Bu amaçla CRM Institute olarak müşteri ilişkileri yönetimi konusunda araştırmalar yapmak ve doğru bilgilerin yaygınlaşmasını sağlamak konusunda katkı sağlamaya çalışıyoruz.
CRM Institute’e göre “müşteri” kimdir? Dünyada ve Türkiye’de yeni müşteri modelleri konusunda bilgi verebilir misiniz? Bu modellendirmede teknolojinin rolü nedir?
“Yeni müşteri” eskisine oranla daha hür, daha az sadık, daha katılımcı ve daha da talepkar olarak karşımıza çıkıyor. Müşteri “daha zor” olmaya başlayınca dolayısıyla şirketlerin işi daha da zorlaşmaya başlıyor. Firmalar artık müşterileri ile ilişkilerini eskiye kıyasla daha planlı, ölçülebilen ve çok daha etkileşimli götürmek zorundalar.
Bununla birlikte müşterilerin ürünlere ulaşabilecekleri kanal sayısı da artmış durumda bulunuyor. Bu kanalların artması sayesinde birincisi; müşterinin hürriyeti artıyor. Aynı ürünü birçok yerden elde edebilme şansına sahip oluyor. Genelde ürünler birbirine benzedikçe, değişikliğin eşik maliyeti düşmeye başlıyor. Son yıllarda teknolojinin önemli ölçüde devreye girmesiyle bu oranda bir düşüş görülüyor. Tüm bunlar müşterinin elde tutulabilmesi için firmaların daha dikkatli davranmasına yol açıyor. Eski kavramlara kıyasla müşterilerin ilerlemesi eskiye oranla çok daha süratli, verimlilik çok daha yüksektir. Bu da kurulacak modellerin çalışmasında hem aşırı dinamizm gerektirmekte hem de çok hızlı yapılanma gereğini ortaya çıkartmaktadır.
CRM Institute’ün müşterileri tarafından en çok talep edilen 2000 yılı seminer, eğitim ve konferans programları konusunda bilgi verebilir misiniz?

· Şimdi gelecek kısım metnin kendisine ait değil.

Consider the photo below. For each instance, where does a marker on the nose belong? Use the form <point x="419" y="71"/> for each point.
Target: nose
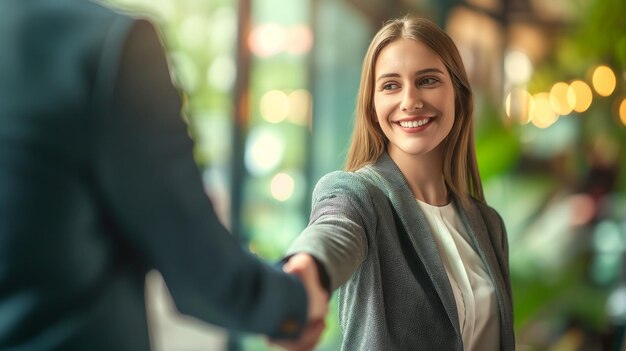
<point x="411" y="100"/>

CRM Institute olarak CRM konusunda şu ana kadar yaptığımız projeler ve konferanslar daha çok bilinç oluşturma konusuna yönelik olarak kişileri tatmin etmeyi amaçlayan çalışmalardı. İlk konferansımızı gerçekleştirdikten sonra katılımcılarımızdan iki yönde geridönüm aldık. Kimi katılımcımız konuya adapte olamadıkları, kimileri ise verilen bilgilerin çok kolay olduğu konusunu dile getirdiler. CRM Institute olarak ilk yapmamız gereken çok değişik kesimlerden farklı bakış açılarıyla gelen kişileri ortak tariflerde buluşturmaktı. Diğer seminerlerimizde de bunu uygulamaya başladık. Bundan sonraki adımlarda da insan prosesi ve teknoloji gibi CRM’in ana parçalarını ortaya çıkarttık. Önümüzdeki dönemde ihtisas seminerlerine doğru ilerlemeyi düşünüyoruz. Ayrıca her yıl aynı dönemde tekrarlamayı düşündüğümüz bir CRM Zirvesi yapmayı da istiyoruz. Bu çalışmalar dışında dönem dönem CRM konusunda dünyada kabul görmüş isimleri Türkiye’ye getirmeye devam edeceğiz. Tüm şirketlerin müşterisi bulunuyor. Müşteriden bahsettiğiniz zaman satıştan da bahsetmiş oluyorsunuz. Dolayısıyla satıştan bahsettiğiniz zaman paraya da değinmiş oluyorsunuz. Bu yüzden CRM İnstitute herkesin can damarındaki konuyu ele alıyor.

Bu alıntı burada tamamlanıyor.